Objective
I'm using Power BI Desktop, DirectQuery to Spark cluster. I want to join two tables, and aggregate based on MONTH and DEP_NAME columns. Facts table is 10GB+ (contains MONTH col), while Department table is about few KBs (contains DEP_ID, DEP_NAME cols). The expected result is very small, about 100 rows.
Issue
Spark fails due to the following exception:
DataSource.Error: ODBC: ERROR [HY000] [Microsoft][Hardy] (35) Error from server: error code: '0' error message: 'Error running query: org.apache.spark.SparkException: Job aborted due to stage failure: Total size of serialized results of 10 tasks (4.1 GB) is bigger than spark.driver.maxResultSize (4.0 GB)'.
I'm pretty sure Power BI tries to materialize join result (10GB+), before applying aggregation.
Question
Is there any way to make Power BI not execute/materialize join results without applying aggregation?
Power Query
let
Source = ApacheSpark.Tables("https://xxxxxxxxx.azuredatabricks.net:443/sql/protocolv1/o/yyyyyyyyyyy", 2, [BatchSize=null]),
#"Result" = Table.Group(
Table.Join(
Source{[Schema="default",Item="Fact"]}[Data],
"DEP_ID",
Table.RenameColumns(Source{[Schema="default",Item="Department"]}[Data], {"DEP_ID", "DEP_ID_"}),
"DEP_ID_",
JoinKind.Inner
),
{"MONTH", "DEP_NAME"},
{{"TOTAL_SALARY", each List.Sum([SALARY]), type number}}
)
in
#"Result"
Power Query failed job execution plan
From Spark SQL execution plan you can see that there is no aggregation step, only join! I think Power BI try to load join results (10GB+) through Spark Driver before applying GROUP BY aggregation.
Expected execution plan
I can write the same job with PySpark:
dep = spark.read.csv(dep_path)
spark.read.parquet(fact_pat) \
.join(F.broadcast(dep), ['DEP_ID']) \
.groupBy('MONTH', 'DEP_NAME') \
.agg(F.sum('SALARY')) \
.show(1000)
The plan will be the following (pay attention to hash aggregate steps at the end):
P.S.
AFAIK, Power BI Desktop "View Native Query" is disabled for Spark DirectQuery.
UPD
Looks like the issue isn't in Query Folding, Power BI for some reason materialize the table before GROUP BY even without Join.
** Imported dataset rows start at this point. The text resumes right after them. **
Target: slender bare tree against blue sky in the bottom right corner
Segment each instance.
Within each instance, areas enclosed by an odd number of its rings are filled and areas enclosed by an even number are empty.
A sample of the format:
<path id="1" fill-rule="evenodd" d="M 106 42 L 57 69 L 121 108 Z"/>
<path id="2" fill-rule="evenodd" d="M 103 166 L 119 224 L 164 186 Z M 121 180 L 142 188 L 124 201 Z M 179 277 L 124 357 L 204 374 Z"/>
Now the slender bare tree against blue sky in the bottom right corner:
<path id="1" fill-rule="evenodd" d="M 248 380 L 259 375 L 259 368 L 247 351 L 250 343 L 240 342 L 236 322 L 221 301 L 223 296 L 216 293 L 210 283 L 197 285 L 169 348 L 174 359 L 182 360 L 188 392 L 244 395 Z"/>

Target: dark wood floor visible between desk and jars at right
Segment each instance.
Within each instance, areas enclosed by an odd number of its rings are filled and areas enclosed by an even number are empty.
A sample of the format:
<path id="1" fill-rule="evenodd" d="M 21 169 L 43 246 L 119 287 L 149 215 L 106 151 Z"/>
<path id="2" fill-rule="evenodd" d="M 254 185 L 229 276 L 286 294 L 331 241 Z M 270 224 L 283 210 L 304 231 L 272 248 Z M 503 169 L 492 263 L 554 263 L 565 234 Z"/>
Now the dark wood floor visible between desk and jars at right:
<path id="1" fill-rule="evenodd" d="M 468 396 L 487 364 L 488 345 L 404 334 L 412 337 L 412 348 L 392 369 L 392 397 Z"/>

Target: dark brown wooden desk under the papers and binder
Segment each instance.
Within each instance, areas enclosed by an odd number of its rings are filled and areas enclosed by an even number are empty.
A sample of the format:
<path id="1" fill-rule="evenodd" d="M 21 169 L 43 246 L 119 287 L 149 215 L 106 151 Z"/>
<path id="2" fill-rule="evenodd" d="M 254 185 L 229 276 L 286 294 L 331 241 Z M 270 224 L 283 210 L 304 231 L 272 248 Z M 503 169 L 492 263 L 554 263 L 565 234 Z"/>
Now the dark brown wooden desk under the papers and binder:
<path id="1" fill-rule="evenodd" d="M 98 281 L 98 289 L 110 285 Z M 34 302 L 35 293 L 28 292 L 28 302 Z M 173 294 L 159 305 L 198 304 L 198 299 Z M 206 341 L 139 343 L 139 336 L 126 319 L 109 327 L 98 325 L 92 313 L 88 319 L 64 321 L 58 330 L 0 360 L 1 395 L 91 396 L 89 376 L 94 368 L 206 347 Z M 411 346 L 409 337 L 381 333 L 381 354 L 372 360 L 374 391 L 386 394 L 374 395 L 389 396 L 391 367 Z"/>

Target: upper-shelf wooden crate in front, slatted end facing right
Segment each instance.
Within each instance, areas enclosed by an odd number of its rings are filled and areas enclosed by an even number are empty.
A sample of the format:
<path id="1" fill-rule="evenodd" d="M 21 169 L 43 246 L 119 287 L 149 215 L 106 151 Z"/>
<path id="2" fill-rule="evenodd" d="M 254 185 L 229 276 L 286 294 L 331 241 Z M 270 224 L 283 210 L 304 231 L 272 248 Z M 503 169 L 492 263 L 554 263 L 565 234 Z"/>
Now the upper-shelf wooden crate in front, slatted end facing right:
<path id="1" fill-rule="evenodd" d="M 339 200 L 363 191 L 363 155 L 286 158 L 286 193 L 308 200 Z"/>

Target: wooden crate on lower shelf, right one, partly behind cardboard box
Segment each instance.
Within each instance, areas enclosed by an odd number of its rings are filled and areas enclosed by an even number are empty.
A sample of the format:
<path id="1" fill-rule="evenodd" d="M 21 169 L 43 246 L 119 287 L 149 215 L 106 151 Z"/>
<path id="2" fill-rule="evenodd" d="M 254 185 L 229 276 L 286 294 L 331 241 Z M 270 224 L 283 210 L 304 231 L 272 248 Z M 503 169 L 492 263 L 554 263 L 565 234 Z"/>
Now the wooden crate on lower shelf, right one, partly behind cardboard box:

The following query leads to full table load:
let
Source = ApacheSpark.Tables("https://xxxxxxxx.azuredatabricks.net:443/sql/protocolv1/o/yyyyyyyyyyyy", 2, [BatchSize=null]),
#"Result" = Table.Group(
Source{[Schema="default",Item="Fact"]}[Data],
{"MONTH", "DEP_ID"},
{{"TOTAL_SALARY", each List.Sum([SALARY]), type number}}
)
in
#"Result"
Still, full load happends only in case of List.Sum function. List.Count and List.Max works well, even with table join before GROUP BY.